Speaking on the World at One radio programme earlier today, Henri Murison, chief executive of the Northern Powerhouse Partnership, agreed that the pandemic and remote learning and increased regional inequality.
He said: “You saw lots of children on free school meals unable to learn remotely without laptops because the DfE scheme was very slow in getting off the ground.
“You’ve had real issues with the National Tutoring Programme not being delivered effectively despite the great work of a number of charities helping to deliver it - the DfE’s administration of that and the people put in charge of it in the second year has been an unmitigated disaster”.
School leaders in the North East have previously told Tes of the lack of pre-existing tutoring infrastructure in the region, which meant it was difficult for schools to engage with the National Tutoring Programme - the government’s flagship catch-up scheme - particularly in its first year.
Responding to questions about the regional divide, schools minister Will Quince said closing the attainment gap was a “huge priority” for the government.
He told Times Radio: “It is my mission as schools minister to ensure that wherever you live in our country, you have that same level of opportunity.”
Leaders: ‘Don’t compare schools’
Meanwhile, Conservative leadership candidate and former chancellor Rishi Sunak said: “You have to remember that a lot of things have happened to our kids over the last couple of years. That has disrupted their learning and that’s why we need to urgently address those.
“One of the things I did as chancellor was to provide funding for a tutoring programme to provide extra help to disadvantaged children to help them catch up on the learning that they have lost”.
School leaders have also warned against comparisons being made between schools because of the varying impact the pandemic has had on different pupils.
Speaking on this topic, Mr Byers said: “I’ve seen some schools today publishing their results and publicising them. We certainly won’t do that.

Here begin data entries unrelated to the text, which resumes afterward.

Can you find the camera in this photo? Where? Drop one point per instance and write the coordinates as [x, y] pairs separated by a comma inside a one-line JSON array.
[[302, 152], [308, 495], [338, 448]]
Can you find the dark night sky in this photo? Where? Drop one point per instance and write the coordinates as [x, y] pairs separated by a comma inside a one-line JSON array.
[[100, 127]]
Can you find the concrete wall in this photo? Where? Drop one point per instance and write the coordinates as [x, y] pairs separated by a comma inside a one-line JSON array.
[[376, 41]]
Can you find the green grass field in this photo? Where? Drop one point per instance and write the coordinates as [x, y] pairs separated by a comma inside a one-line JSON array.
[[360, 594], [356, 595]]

“The message is: we’re celebrating individual successes and we will analyse our data, but it’s difficult to draw anything from it because of the different impact of the pandemic on different students”.
Similarly, Lisa Walton, deputy chief executive of the East Midlands Education Trust, said: “Our whole approach this year is getting pupils on to the next stage of their education. We are not engaging with the Twitter dialogue of promoting our results.”
‘Stark academic divides’
As with A-level results last week, private school students recorded a larger year-on-year drop in top GCSE grades this results day compared with state schools.

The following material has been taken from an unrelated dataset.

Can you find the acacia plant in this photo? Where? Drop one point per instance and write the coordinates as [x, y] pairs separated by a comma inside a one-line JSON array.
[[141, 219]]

But experts have still pointed to a divide in the proportion of top grades received from those in the state sector and those in the independent sector.
Lee Elliot Major, professor of social mobility at the University of Exeter, said the results “reveal the stark academic divides that define our school system”, with GCSE entries from independent schools still twice as likely to be graded 7/A and above than entries from state academies.

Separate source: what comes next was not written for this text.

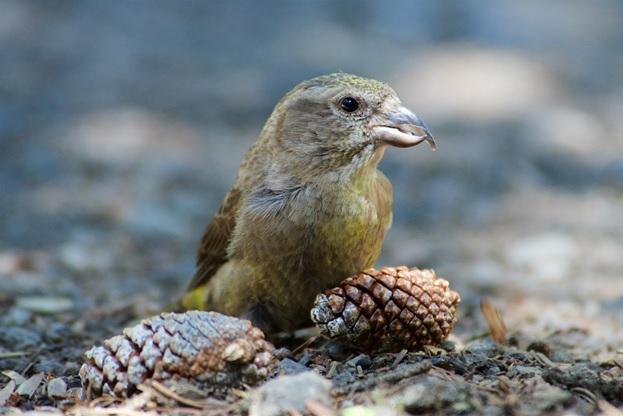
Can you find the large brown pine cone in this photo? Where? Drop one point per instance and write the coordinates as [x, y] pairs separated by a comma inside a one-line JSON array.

He added: “We have to ask ourselves whether an academic system that leaves over a third of pupils failing to reach a standard pass in maths, and just under three in 10 pupils failing a standard pass in English, is adequately serving our children and society. After 12 years of schooling, a third of pupils are lacking the basic levels of literacy and number skills need to function and flourish in life.”
Some school leaders pointed out that early data indicated a possible widening of the gap between less advantaged pupils and more advantaged pupils.
Ms Walton said of her trust’s results: “The results are broadly in line with what we expected and an improvement on 2019, but there is some evidence - not in all cases but in some - that the gap between pupil premium and non-pupil premium pupils has widened.
“Having said that, in one of our schools where there is a high proportion of pupil premium pupils, they appear to have narrowed the gap - so it’s a mixed picture.”